Demokrasi Omong Kosong Negeri Jiran .:. Oleh Ahmad Sahidah

Sesumbar Anwar Ibrahim untuk menggulingkan pemerintahan Abdullah Badawi tidak menjadi kenyataan. Dalam jumpa pers, Anwar menegaskan bahwa dirinya sebenarnya mempunyai angka yang cukup, 31 anggota parlemen Barisan Nasional yang akan melompat, untuk membentuk pemerintahan baru. Namun, untuk mewujudkan peralihan kekuasaan secara damai, Pakatan Rakyat menundanya dengan berupaya berunding dengan pemerintah yang berkuasa.

Respons Pak Lah, panggilan akrab perdana menteri yang berkuasa sekarang, penggulingan kekuasaan itu hanya fatamorgana (mirage) dan itu adalah sebuah pembohongan politik. Tanggapan yang lebih keras berasal dari Muhammad Muhd Taib, ketua penerangan UMNO (United Malays National Organization), bahwa tindakan Anwar mengambil alih kekuasaan dari ”pintu belakang” tersebut tidak bermoral. Perilaku semacam itu sebuah pertanda bahwa tokoh reformasi tersebut merupakan orang yang tamak kekuasaan. Mohammad Najid, wakil perdana menteri, menyebutnya sebagai political deception (penipuan politik).

Pada malam itu juga, RTM 1, media televisi pemerintah, mengangkat persoalan di atas dalam program ISU yang ditayangkan pada pukul 9.30 malam secara langsung. Panelis yang diundang adalah Ibrahim Ali, anggota DPR dari wakil bebas; Fadilah Yusof, wakil menteri sains dan teknologi; serta Razali Ibrahim, anggota DPR daerah pemilihan Muar sekaligus ketua Pemuda UMNO Johor. Anehnya, tidak ada panelis dari wakil Pakatan Rakyat dalam acara itu. Sebuah perbincangan yang nyata-nyata telah direkayasa untuk membentuk opini publik bahwa Anwar adalah penipu.

Demokrasi Seolah-olah

Ibrahim Ali menegaskan bahwa kehendak Anwar Ibrahim untuk melenggang ke Putrajaya adalah omong kosong. Wakil DPR dari Pasir Mas Kelantan tersebut menyatakan, itu adalah strategi Anwar untuk memenangi pemilihan umum sela di Permatang Pauh, yang memang menjadi kenyataan. Dengan taktik semacam itu, masyarakat di konstituen tradisional Anwar diharapkan terbuai oleh bujuk rayu Anwar bahwa calon yang mereka pilih akan menjadi perdana menteri.

Selain itu, Anwar mengangkat isu tersebut untuk menutupi masalah internal Pakatan Rakyat yang belum kukuh.
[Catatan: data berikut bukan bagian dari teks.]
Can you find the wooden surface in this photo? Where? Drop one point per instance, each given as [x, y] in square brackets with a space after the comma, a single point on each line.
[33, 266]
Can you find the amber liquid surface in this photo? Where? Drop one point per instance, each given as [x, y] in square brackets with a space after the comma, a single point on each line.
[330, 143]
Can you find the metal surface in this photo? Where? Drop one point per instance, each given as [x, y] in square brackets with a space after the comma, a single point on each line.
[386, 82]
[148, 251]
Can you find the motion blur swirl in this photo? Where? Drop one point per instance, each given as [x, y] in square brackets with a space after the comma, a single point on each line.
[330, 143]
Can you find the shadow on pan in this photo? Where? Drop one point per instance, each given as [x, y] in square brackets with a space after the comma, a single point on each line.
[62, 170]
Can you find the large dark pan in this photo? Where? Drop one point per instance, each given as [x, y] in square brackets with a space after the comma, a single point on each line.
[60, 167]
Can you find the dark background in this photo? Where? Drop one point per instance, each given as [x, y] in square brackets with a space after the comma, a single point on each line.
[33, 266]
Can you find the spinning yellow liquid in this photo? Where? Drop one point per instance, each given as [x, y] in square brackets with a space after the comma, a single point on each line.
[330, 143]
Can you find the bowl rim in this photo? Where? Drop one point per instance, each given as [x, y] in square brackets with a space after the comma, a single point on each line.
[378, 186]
Bagaimanapun, komponen dalam koalisi tersebut sangat longgar. Partai Islam se-Malaysia (PAS) bersikeras untuk memperjuangkan berdirinya negara Islam dan Democratic Action Party (DAP) menentang mati-matian ideologi eksklusif semacam itu. Demikian pula, Partai Keadilan Rakyat yang bercorak sosialis mengandaikan ide multikulturalisme dengan wakil dari berbagai etnik, Melayu, Tionghoa, dan India.
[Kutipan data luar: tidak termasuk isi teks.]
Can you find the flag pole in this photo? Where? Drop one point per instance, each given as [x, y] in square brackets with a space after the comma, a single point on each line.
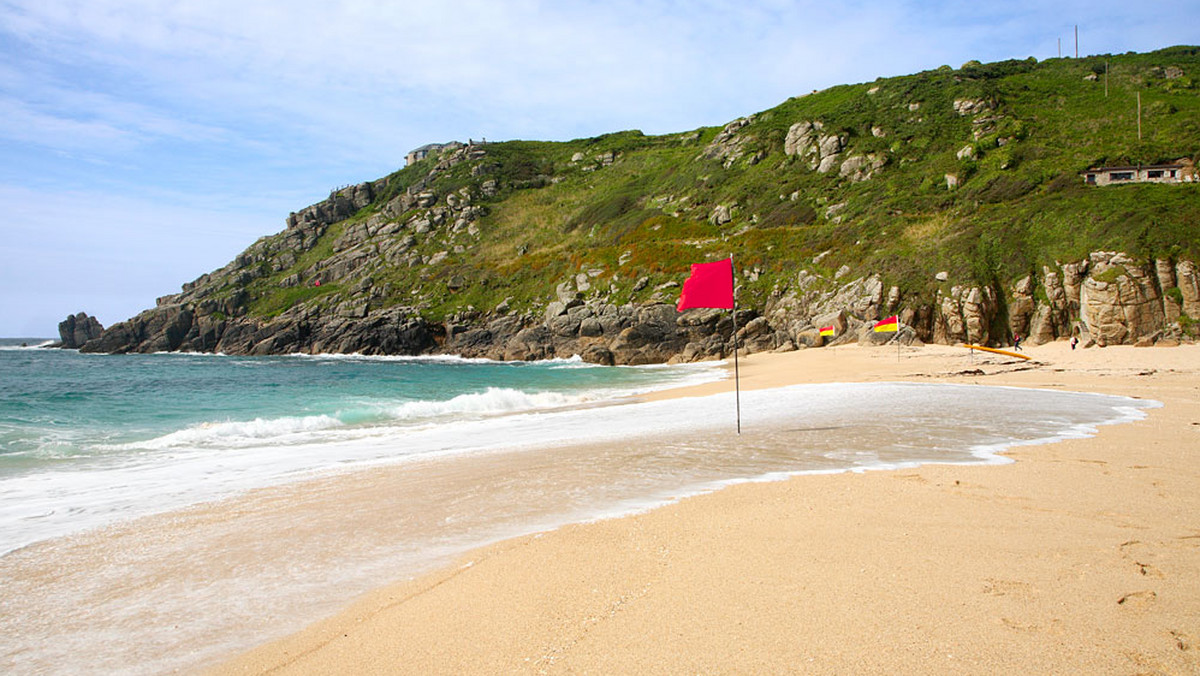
[737, 377]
Celakanya, moderator talk show tersebut, Dato Ibrahim Yahya, mencoba mengarahkan diskusi untuk menyudutkan Anwar Ibrahim. Malah seorang penelepon dari Sabah, Fadil, yang menyatakan bahwa gonjang-ganjing itu diakibatkan oleh lemahnya UMNO dan pada masa yang sama menegaskan bahwa preseden lompat partai pernah terjadi pada 1990-an, saat itu UMNO ”membeli” anggota parlemen dari Partai Bumiputera Sabah (PBS) untuk menyertai Barisan Nasional, dihentikan sebelum yang bersangkutan mengakhiri pertanyaannya. Tampak bahwa acara itu tidak lebih dari propaganda, sebagaimana sering dilakukan rezim otoritarian terhadap kebebasan berekspresi.

Keprihatinan

Yang lebih memprihatinkan adalah pelibatan pemirsa melalui pengiriman sms yang ditayangkan di dalam teks berjalan (running text) di bawah layar televisi. Alih-alih upaya itu menyuburkan tradisi berdiskusi yang sehat, ia malah menjadi penghakiman in absentia terhadap Anwar Ibrahim.
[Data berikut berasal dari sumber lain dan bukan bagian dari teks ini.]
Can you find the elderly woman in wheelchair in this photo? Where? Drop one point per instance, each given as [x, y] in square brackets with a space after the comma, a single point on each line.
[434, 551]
Saya memperhatikan, kebanyakan sms yang ditayangkan merupakan hujatan terhadap mantan wakil perdana menteri tersebut dengan menyebutnya tukang sodomi (di sana disebut kaki liwat), setan di bulan Ramadan, dan kata-kata lain yang tidak pantas diterakan di sini.

Padahal pada detik itu juga, Fadilah Yusof mengungkapkan bahwa apa yang dilakukan Anwar Ibrahim telah melanggar sistem demokrasi, mengabaikan nilai, prinsip, dan amanah. Lalu, mengapa kata-kata penghujatan diloloskan dalam media publik, sementara yang diungkapkan bukan sebuah kebenaran pada masa ini?

Malah, sms yang saya kirimkan tidak ditayangkan yang berbunyi: Demokrasi? Tapi, mengapa tidak ada wakil dari Pakatan Rakyat? Tidakkah rancangan (baca program) ini adalah juga omong kosong? Sementara itu, sms yang dikirimkan Anita dari Kuala Lumpur malah ditayangkan hingga lebih dari sekali, meski dengan kalimat yang sama.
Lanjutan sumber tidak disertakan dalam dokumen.